In 2005 - for the first time in history - all major payment brands collaborated together to create a unique set of requirements (PCI DSS) aimed at reducing credit card fraud. As a consequence, we have seen a demand for new security-related solutions and services emerging.
We didn't have to wait long to see the security industry respond to this demand, integrating the 3 letter acronym into their marketing plans. Suddenly every security company is a self-proclaimed PCI expert and is offering to help you become compliant. With so much noise, there was a need for some kind of regulation to guarantee the quality of all this "help". The PCIco partly addressed this need by establishing the thesholds for qualification of two major actors of the program: namely the Approved Scanning Vendors (ASV) and the Qualified Security Auditors (QSA).
I was working at MasterCard in 2005 when the requirements were put together and was personally charged with the creation and management of the certification program for ASVs. The PCIco does not certify products; this is not their core competency and never will be, so the aim of the ASV certification is to verify the ability of a scanning vendor to detect, report vulnerabilities and misconfiguration.
My team had to do something that had never been done: build an intentionally insecure network. While this sounds fairly easy - by definition isn't it insecure out of the box? - it's actually not straightforward to do it deliberately for a heterogeneous network of firewalls, routers, DNS, mail, application and database servers comprised of a diversity of services and applications. Furthermore, we had to know the exact list of flaws for each target. We did this to replicate the process ASVs go through when they scan a network.
Without much more information than a list of IPs, vendors have to scan 10-16 remote targets within a specific time window, which may be considered too short for some of them. Vendors are expected to treat the certification body (test lab) as a customer, using the same process and scanning technology they intend to use on the field.
Having led this program for about 5 years I can tell you how difficult it is to pass the test. Targets are regularly reconfigured and vulnerabilities frequently added or removed.
To pass the test, a vendor must report their results in the expected PCI format and reach a specific threshold (%) of findings for each target.
I saw hundreds of companies failing again and again while others were passing with our compliments each year. I came to the conclusion that the success resides in two areas:
- the scanning technology used, made of up of a scanning engine, vulnerability databases, and reporting systems.
- the skills and knowledge of individuals using the scanners.

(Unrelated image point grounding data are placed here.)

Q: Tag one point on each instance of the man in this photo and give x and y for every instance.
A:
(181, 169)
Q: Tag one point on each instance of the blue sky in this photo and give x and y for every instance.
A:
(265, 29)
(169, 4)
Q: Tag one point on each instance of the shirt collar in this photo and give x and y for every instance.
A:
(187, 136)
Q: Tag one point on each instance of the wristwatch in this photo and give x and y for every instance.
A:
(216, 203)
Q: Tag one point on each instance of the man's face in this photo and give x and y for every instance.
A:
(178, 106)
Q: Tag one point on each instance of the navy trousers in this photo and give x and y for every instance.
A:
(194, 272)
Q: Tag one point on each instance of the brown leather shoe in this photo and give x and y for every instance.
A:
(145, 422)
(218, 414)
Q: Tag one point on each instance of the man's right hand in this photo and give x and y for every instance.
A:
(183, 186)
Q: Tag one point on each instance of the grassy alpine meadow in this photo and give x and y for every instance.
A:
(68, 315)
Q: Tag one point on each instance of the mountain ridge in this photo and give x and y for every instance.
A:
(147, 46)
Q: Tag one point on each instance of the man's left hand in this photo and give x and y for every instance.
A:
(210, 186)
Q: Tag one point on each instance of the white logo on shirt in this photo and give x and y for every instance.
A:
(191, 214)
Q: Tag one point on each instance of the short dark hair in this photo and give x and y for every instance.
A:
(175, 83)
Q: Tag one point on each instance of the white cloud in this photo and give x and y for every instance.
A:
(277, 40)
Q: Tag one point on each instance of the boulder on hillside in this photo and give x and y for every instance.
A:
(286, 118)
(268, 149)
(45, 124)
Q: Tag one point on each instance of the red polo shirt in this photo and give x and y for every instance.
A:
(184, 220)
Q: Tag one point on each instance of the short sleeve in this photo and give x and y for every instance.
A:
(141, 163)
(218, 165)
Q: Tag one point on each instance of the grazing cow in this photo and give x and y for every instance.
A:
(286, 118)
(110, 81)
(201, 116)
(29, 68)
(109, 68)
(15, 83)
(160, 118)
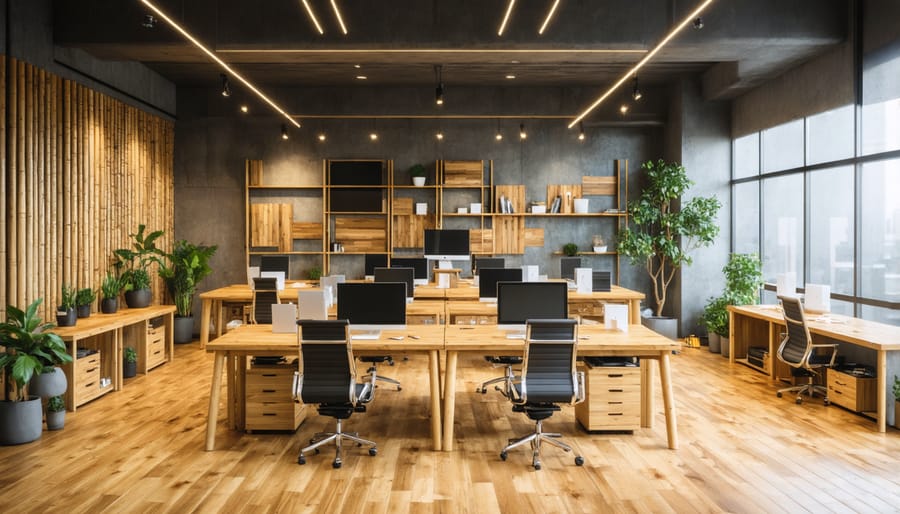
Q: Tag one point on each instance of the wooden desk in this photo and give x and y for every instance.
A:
(108, 331)
(639, 341)
(233, 348)
(764, 324)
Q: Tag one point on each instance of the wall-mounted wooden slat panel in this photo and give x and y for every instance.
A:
(81, 170)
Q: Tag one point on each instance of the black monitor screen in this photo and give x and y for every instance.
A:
(488, 262)
(444, 244)
(420, 264)
(488, 278)
(275, 263)
(520, 301)
(372, 303)
(403, 275)
(375, 260)
(567, 267)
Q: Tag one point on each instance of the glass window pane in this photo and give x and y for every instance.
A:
(830, 135)
(746, 217)
(831, 228)
(746, 156)
(783, 227)
(783, 146)
(880, 226)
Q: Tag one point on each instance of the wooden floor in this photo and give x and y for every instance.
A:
(742, 450)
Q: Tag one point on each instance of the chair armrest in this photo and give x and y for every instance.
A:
(297, 386)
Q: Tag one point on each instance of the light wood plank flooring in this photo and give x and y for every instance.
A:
(742, 450)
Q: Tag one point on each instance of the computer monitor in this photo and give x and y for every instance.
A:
(372, 306)
(519, 301)
(488, 262)
(567, 267)
(405, 276)
(275, 263)
(419, 264)
(489, 277)
(446, 244)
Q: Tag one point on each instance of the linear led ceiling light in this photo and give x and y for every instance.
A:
(633, 71)
(512, 3)
(549, 16)
(337, 14)
(220, 62)
(312, 16)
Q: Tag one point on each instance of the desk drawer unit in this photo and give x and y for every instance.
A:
(612, 398)
(854, 393)
(269, 405)
(156, 346)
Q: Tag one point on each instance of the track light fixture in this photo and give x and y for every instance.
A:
(439, 89)
(226, 87)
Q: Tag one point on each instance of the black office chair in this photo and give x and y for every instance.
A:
(548, 377)
(327, 376)
(798, 351)
(265, 293)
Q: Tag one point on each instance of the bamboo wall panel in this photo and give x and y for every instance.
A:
(81, 171)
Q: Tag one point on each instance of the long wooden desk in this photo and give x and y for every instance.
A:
(764, 324)
(108, 330)
(233, 348)
(594, 340)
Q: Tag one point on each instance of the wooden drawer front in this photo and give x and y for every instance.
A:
(856, 394)
(156, 352)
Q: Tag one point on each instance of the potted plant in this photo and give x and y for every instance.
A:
(660, 236)
(56, 413)
(134, 265)
(83, 300)
(417, 172)
(129, 368)
(28, 343)
(65, 313)
(109, 291)
(186, 266)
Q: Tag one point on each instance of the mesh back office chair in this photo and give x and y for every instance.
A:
(327, 376)
(265, 293)
(798, 351)
(548, 377)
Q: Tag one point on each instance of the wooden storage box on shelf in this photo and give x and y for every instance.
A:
(854, 393)
(268, 399)
(87, 378)
(612, 398)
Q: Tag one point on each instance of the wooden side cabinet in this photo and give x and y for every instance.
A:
(612, 398)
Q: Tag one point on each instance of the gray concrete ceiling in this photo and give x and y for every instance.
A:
(589, 43)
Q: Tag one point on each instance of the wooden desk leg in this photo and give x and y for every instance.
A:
(435, 382)
(881, 384)
(449, 403)
(665, 376)
(205, 311)
(215, 388)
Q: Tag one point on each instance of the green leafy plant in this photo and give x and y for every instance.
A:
(67, 300)
(661, 236)
(56, 404)
(110, 286)
(133, 263)
(30, 346)
(130, 355)
(85, 296)
(182, 270)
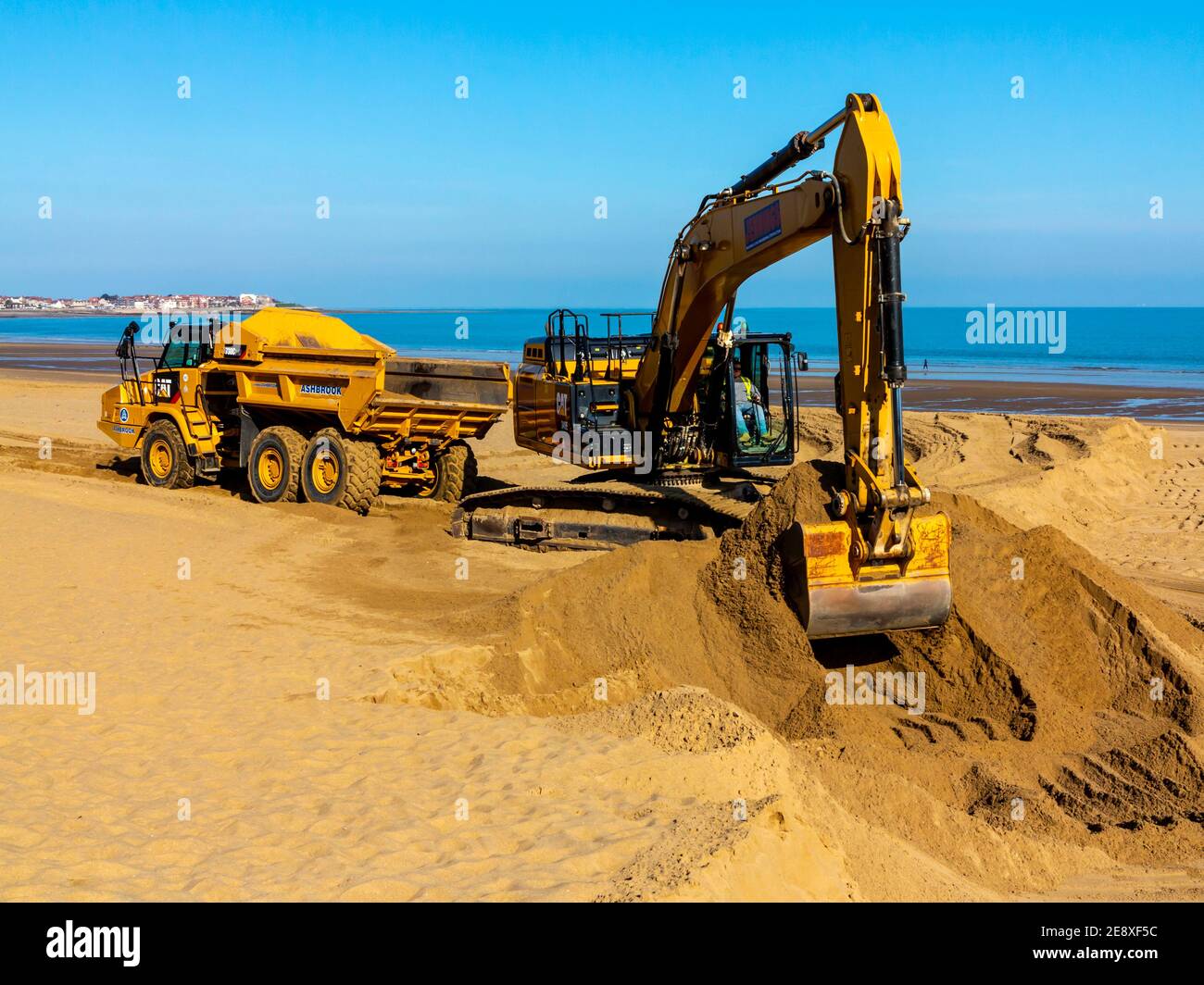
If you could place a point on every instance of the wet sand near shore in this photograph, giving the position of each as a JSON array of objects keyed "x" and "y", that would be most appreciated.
[{"x": 464, "y": 752}]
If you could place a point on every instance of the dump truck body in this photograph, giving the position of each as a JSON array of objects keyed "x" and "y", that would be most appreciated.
[{"x": 306, "y": 379}]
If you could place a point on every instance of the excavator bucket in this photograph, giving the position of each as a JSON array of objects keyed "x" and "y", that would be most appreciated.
[{"x": 834, "y": 596}]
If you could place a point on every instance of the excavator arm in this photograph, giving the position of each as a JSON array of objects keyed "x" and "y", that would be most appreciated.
[{"x": 877, "y": 566}]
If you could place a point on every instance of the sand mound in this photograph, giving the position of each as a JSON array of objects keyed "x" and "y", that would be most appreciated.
[{"x": 1060, "y": 700}]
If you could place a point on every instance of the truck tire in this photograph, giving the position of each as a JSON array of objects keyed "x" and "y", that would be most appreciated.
[
  {"x": 273, "y": 467},
  {"x": 341, "y": 471},
  {"x": 456, "y": 473},
  {"x": 165, "y": 460}
]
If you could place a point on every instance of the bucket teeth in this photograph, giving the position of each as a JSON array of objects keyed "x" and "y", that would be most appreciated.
[{"x": 834, "y": 595}]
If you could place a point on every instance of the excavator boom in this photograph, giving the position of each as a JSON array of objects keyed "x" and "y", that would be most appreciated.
[{"x": 878, "y": 566}]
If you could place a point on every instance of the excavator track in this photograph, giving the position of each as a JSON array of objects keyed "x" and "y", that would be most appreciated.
[{"x": 601, "y": 515}]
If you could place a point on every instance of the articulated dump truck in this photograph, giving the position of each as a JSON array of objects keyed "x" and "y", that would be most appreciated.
[{"x": 309, "y": 407}]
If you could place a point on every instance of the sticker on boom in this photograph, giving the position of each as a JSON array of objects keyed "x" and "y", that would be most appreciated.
[{"x": 762, "y": 225}]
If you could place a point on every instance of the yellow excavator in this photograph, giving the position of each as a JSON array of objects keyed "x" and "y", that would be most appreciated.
[{"x": 679, "y": 423}]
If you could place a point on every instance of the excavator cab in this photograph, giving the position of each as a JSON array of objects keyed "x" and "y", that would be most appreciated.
[{"x": 761, "y": 403}]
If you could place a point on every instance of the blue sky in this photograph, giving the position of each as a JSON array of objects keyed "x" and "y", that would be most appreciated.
[{"x": 489, "y": 201}]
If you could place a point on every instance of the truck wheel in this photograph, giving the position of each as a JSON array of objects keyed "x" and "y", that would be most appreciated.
[
  {"x": 341, "y": 471},
  {"x": 165, "y": 461},
  {"x": 456, "y": 473},
  {"x": 273, "y": 467}
]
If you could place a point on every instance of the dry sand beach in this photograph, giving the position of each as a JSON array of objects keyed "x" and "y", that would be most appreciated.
[{"x": 462, "y": 753}]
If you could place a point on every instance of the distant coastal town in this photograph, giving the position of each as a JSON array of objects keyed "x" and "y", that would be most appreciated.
[{"x": 132, "y": 304}]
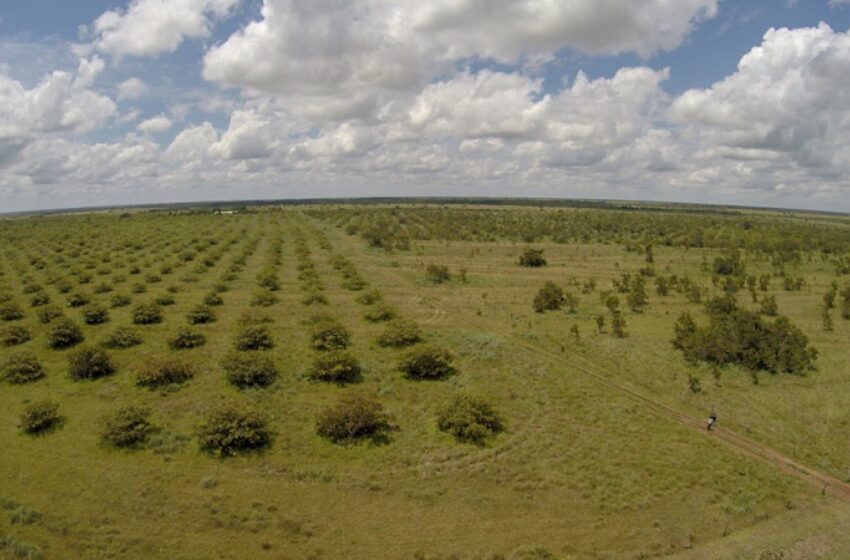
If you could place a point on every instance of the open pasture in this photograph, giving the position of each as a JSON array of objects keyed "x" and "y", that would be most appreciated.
[{"x": 286, "y": 316}]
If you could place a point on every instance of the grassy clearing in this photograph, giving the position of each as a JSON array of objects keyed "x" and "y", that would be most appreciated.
[{"x": 580, "y": 471}]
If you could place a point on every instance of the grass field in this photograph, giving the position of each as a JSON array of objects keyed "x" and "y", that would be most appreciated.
[{"x": 582, "y": 470}]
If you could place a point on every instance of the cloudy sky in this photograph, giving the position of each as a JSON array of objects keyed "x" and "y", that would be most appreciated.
[{"x": 118, "y": 102}]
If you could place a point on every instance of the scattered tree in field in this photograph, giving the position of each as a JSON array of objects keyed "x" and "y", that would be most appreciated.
[
  {"x": 353, "y": 418},
  {"x": 95, "y": 314},
  {"x": 64, "y": 334},
  {"x": 427, "y": 363},
  {"x": 249, "y": 370},
  {"x": 21, "y": 367},
  {"x": 40, "y": 418},
  {"x": 201, "y": 315},
  {"x": 532, "y": 258},
  {"x": 89, "y": 363},
  {"x": 470, "y": 420},
  {"x": 335, "y": 367},
  {"x": 14, "y": 335},
  {"x": 549, "y": 298},
  {"x": 253, "y": 337},
  {"x": 163, "y": 371},
  {"x": 738, "y": 336},
  {"x": 438, "y": 273},
  {"x": 122, "y": 338},
  {"x": 230, "y": 429},
  {"x": 127, "y": 427},
  {"x": 147, "y": 314},
  {"x": 399, "y": 333}
]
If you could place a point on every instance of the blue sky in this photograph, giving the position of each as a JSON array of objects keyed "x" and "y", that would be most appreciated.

While not all scanners are adequate for the task, scanners that have been incorrectly configured are disasterous.
Since April 2011, the PCIco has been pushing their quest for quality further by requiring employees of ASVs to take training and pass a test on an annual basis, in addition to the existing requirement for the organization's ASV solution to be annually recertified. Furthermore, the PCIco is currently defining a quality program with the aim of controlling ASVs on the field.
Much more still needs to be done in the domain of quality and qualification though. One area were we could see the PCIco adopting a certification program in the future is penetration testing, though at present this is occupying a kind of no man's land for ambigueous reasons.